Se interrumpió, levantó la mano y se hizo un suave masaje en la venilla que le había empezado a latir. Jalifa miró al suelo. En otra época, de haber tenido una sospecha sobre algo, se habría mantenido firme, habría discutido su punto de vista con Hassani hasta conseguir lo que quería. Aquel día no se vio capaz de reunir ni la energía ni la convicción para convencerle de que estaba en lo cierto. Quizá el jefe tenía razón. Quizá las aguas se habían estropeado por alguna razón natural y era pura coincidencia que sus dueños fueran coptos. Quizá la lástima que le inspiraba Attia le había nublado el juicio. Normalmente podía fiarse de su instinto, pero había llegado un momento en que ya no se fiaba de nada. No era la primera vez en aquellos últimos meses que pensaba que no era ni la mitad del detective que había sido. Ni un veinticinco por ciento del inspector que había sido.

—¿No podrían destinarse como mínimo un par de agentes a la propiedad de Attia? —preguntó, sacando de nuevo el paquete de tabaco y haciéndolo girar en la mano—. Tan solo para vigilar un poco.

Aquello pareció sorprender a Hassani; se habría dicho que esperaba que su subordinado plantara cara. Lo miró fijamente para ver si iba a pedirle algo más. Al ver que no, hizo un gesto de asentimiento, satisfecho, y se acercó a su mesa con paso firme.

—¿Por qué? —preguntó mientras se sentaba y juntaba las manos, más relajado que durante toda la conversación—. Vamos a poner tres para mayor seguridad.
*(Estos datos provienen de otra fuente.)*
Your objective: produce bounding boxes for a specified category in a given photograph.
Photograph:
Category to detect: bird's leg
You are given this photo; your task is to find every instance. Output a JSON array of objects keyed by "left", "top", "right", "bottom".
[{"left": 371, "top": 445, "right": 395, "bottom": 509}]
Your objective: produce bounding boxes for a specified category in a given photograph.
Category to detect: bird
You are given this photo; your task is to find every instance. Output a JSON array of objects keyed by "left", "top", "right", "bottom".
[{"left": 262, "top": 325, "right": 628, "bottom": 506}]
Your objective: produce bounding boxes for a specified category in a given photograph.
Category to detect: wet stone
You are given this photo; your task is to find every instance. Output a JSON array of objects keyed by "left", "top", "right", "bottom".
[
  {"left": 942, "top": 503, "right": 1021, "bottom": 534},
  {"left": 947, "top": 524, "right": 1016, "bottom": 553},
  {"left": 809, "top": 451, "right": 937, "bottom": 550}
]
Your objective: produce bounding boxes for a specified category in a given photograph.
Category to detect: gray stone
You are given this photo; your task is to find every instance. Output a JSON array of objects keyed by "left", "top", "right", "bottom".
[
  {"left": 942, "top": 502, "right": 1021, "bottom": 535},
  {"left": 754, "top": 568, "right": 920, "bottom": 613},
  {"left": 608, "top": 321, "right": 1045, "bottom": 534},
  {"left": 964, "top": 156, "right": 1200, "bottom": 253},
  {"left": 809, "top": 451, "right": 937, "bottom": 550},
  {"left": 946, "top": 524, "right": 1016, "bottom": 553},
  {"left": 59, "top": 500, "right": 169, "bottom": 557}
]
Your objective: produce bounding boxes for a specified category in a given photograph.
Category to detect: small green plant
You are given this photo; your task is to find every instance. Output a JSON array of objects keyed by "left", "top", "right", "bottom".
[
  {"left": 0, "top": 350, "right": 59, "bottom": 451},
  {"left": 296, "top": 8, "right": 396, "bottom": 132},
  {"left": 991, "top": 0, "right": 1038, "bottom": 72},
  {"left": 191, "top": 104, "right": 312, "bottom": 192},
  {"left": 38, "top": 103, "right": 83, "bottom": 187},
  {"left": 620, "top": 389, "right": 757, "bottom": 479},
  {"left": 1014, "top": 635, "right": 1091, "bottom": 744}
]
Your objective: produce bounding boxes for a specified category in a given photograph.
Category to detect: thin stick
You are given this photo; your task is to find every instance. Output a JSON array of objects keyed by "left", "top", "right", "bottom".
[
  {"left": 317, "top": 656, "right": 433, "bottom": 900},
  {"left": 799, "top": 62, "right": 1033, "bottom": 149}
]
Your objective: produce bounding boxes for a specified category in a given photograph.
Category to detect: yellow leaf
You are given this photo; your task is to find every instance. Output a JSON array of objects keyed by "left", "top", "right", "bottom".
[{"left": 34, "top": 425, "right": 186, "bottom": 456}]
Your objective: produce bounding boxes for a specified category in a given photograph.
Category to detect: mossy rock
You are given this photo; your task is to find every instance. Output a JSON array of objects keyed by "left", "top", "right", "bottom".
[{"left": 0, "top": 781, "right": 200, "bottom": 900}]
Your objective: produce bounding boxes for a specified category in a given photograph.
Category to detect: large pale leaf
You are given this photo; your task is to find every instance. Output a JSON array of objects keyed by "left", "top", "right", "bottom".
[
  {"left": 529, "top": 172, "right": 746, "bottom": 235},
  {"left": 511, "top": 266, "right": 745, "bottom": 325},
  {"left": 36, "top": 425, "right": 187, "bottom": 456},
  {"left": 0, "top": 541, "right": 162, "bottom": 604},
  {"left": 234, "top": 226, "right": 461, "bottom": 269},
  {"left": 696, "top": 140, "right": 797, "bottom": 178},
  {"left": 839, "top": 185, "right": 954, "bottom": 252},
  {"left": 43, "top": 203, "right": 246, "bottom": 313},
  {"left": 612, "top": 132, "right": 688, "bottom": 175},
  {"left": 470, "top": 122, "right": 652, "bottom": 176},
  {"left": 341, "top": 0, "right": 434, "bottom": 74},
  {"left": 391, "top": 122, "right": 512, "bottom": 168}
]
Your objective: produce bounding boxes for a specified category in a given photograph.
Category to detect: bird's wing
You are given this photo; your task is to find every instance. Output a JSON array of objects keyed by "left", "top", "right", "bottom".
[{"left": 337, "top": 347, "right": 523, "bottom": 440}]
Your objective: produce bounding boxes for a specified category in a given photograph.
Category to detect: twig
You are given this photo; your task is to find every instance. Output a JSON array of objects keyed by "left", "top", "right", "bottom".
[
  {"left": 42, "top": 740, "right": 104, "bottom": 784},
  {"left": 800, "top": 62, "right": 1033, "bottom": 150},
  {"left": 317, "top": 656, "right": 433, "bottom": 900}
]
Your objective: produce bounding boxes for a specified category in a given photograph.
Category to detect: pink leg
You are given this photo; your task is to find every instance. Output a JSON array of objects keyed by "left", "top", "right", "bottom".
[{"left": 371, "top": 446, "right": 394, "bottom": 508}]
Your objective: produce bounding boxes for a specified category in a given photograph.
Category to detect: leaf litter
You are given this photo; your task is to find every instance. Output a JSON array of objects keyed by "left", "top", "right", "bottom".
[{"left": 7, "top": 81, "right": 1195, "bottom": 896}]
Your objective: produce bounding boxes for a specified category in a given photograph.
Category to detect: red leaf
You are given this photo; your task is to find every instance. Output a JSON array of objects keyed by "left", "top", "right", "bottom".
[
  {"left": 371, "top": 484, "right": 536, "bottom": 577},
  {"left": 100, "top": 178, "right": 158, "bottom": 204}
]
—Creo que con dos bastaría.

—No, no —insistió Hassani, cordial y risueño tras comprobar que ya no le iba a pedir nada más—. Usted tiene sus preocupaciones y yo le escucho. Mandaremos a tres hombres a casa de Attia a que observen y cuando nos hayamos quitado de encima la historia del Valle de los Reyes reconsideraremos la situación. Si es que en realidad hay tal situación. Y si usted cree que hace falta reconsiderarlo. ¿De acuerdo?

—De acuerdo —murmuró Jalifa—. Gracias.

—Al contrario, gracias a usted. Ha sido muy acertado lo de planteármelo.

Sonrió con una expresión que en aquel rostro concreto parecía totalmente fuera de lugar, como si alguien la hubiera dibujado en broma.

—¿Algo más? —preguntó.

—No.

—¿Seguro?

—Seguro.

—Muy bien. Pues gracias por venir. Y buen trabajo.

No era tanto un cumplido como una despedida. Jalifa se levantó y se fue hacia la puerta con unas pisadas curiosamente sonoras en aquel suelo de mármol. Cuando ya estaba en el pasillo, Hassani lo llamó.

—Salude a Zubaidah de mi parte.

—Zenab.

—Exacto. Dígale que siempre la tenemos presente.

El jefe mantuvo la sonrisa unos segundos más y luego la abandonó, bajando la vista hasta la mesa.

Jalifa cerró la puerta y oyó que Hassani murmuraba: «Maldito soñador del carajo».

Como en los viejos tiempos. Curiosamente, aquello no le hizo sentir mejor.